I’m not an expert, but I do know that cycling supports running better than running supports cycling. From my own experience, I can easily transition from cycling to running, but not the other way around. I think it has something to do with the type of strength you can build cycling. I have been riding a ton lately, and no running at all. Likely the half marathon I have coming up will be postponed, but if this not we will see how the experiment goes since I will not run at all before the race and hope my cycling can carry me through the race.
This is my first post on the forum, and I wanted to start by thanking Steve and Scott for the fantastic resources they are making available. I don’t think there is anything else out there that teaches recreational / amateur athletes the science behind training in such a clear and methodical way and it has certainly been eye opening for me.

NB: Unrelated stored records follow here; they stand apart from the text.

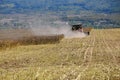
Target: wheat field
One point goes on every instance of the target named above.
(95, 57)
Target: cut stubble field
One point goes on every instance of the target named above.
(95, 57)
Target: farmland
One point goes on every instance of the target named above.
(95, 57)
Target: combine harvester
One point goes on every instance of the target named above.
(80, 28)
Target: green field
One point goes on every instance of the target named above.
(95, 57)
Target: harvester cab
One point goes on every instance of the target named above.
(80, 28)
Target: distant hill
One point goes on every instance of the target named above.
(102, 6)
(97, 13)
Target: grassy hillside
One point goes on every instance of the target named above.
(95, 57)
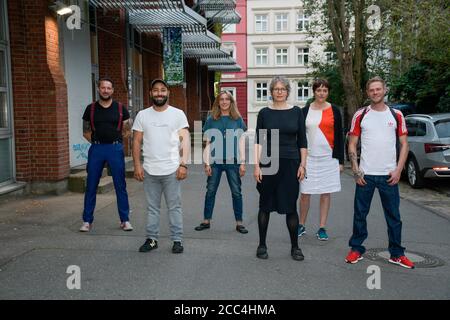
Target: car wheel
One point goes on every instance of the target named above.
(415, 178)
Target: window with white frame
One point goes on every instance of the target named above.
(303, 56)
(261, 55)
(303, 91)
(261, 23)
(231, 90)
(302, 22)
(229, 48)
(281, 56)
(281, 22)
(261, 91)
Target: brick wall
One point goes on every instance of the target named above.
(39, 93)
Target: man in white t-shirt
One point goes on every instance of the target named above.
(162, 130)
(379, 127)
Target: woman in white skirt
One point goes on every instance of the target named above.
(325, 158)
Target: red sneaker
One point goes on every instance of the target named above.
(402, 261)
(353, 257)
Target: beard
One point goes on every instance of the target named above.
(377, 100)
(159, 102)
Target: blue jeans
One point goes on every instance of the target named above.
(154, 187)
(390, 200)
(98, 155)
(234, 181)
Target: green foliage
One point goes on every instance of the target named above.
(419, 40)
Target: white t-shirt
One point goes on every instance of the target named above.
(161, 145)
(378, 131)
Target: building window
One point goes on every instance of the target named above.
(261, 23)
(6, 134)
(303, 56)
(281, 56)
(330, 57)
(230, 90)
(261, 91)
(302, 22)
(261, 57)
(303, 91)
(281, 22)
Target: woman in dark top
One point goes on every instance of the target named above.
(280, 161)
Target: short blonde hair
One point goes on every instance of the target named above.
(215, 110)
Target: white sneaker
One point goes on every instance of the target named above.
(126, 226)
(85, 227)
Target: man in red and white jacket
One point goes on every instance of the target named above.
(381, 129)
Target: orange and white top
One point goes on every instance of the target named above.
(320, 132)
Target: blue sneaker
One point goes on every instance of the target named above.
(322, 234)
(301, 230)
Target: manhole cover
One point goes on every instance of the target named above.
(421, 260)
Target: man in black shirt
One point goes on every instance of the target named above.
(105, 123)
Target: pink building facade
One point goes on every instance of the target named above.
(234, 41)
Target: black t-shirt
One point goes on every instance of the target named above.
(106, 121)
(291, 130)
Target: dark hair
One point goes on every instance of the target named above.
(105, 79)
(375, 79)
(319, 83)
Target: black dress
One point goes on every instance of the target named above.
(279, 187)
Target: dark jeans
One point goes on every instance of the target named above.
(234, 181)
(97, 156)
(390, 199)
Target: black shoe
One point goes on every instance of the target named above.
(261, 252)
(203, 226)
(297, 254)
(177, 247)
(148, 245)
(241, 229)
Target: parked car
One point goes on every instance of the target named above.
(429, 147)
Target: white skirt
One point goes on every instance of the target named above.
(322, 175)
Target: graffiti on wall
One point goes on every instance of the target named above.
(81, 150)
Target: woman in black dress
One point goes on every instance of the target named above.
(279, 163)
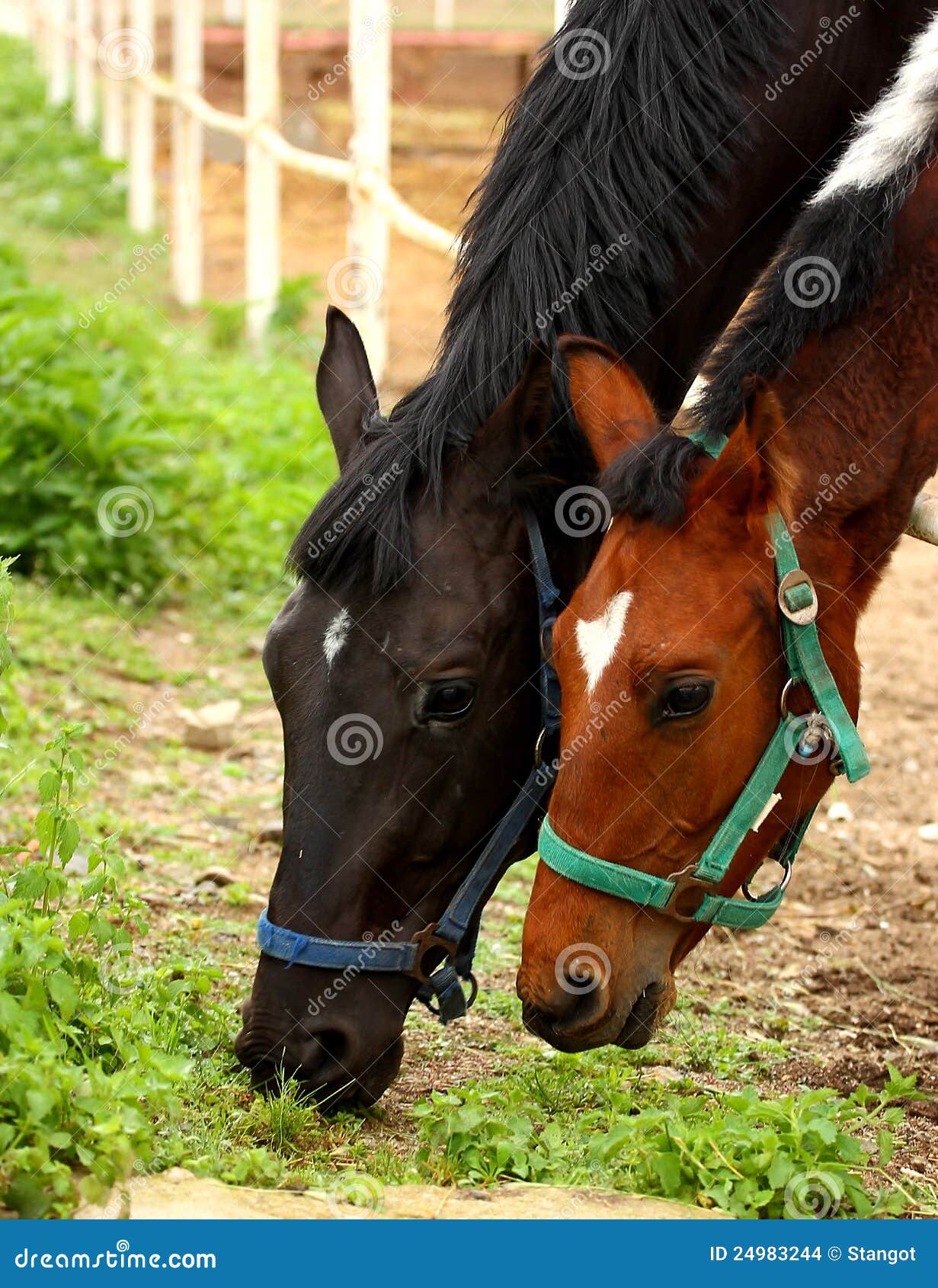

My question concerns the “transferability” of one’s aerobic fitness over different activities. Or to put this another way, the extent to which the aerobic capacity one has in one activity (e.g running) overlaps with the aerobic capacity one has in another (e.g. cycling). I ask because running is my main sport, but I cannot do more than a few miles a week currently owing to a knee injury. I am able to cycle however and am enjoying going out on long Z1/Z2 rides. Ideally I would like to build up my base through cycling, while slowly increasing the running milage as my knee recovers – so that my running engine is much the same as before I got injured. But I was wondering how much crossover there is – i.e. whether there is ultimately a cap on the benefit I can get training this way, so I would be better off waiting and building up running-specific fitness as my knee recovers.
Any thoughts would be much appreciated.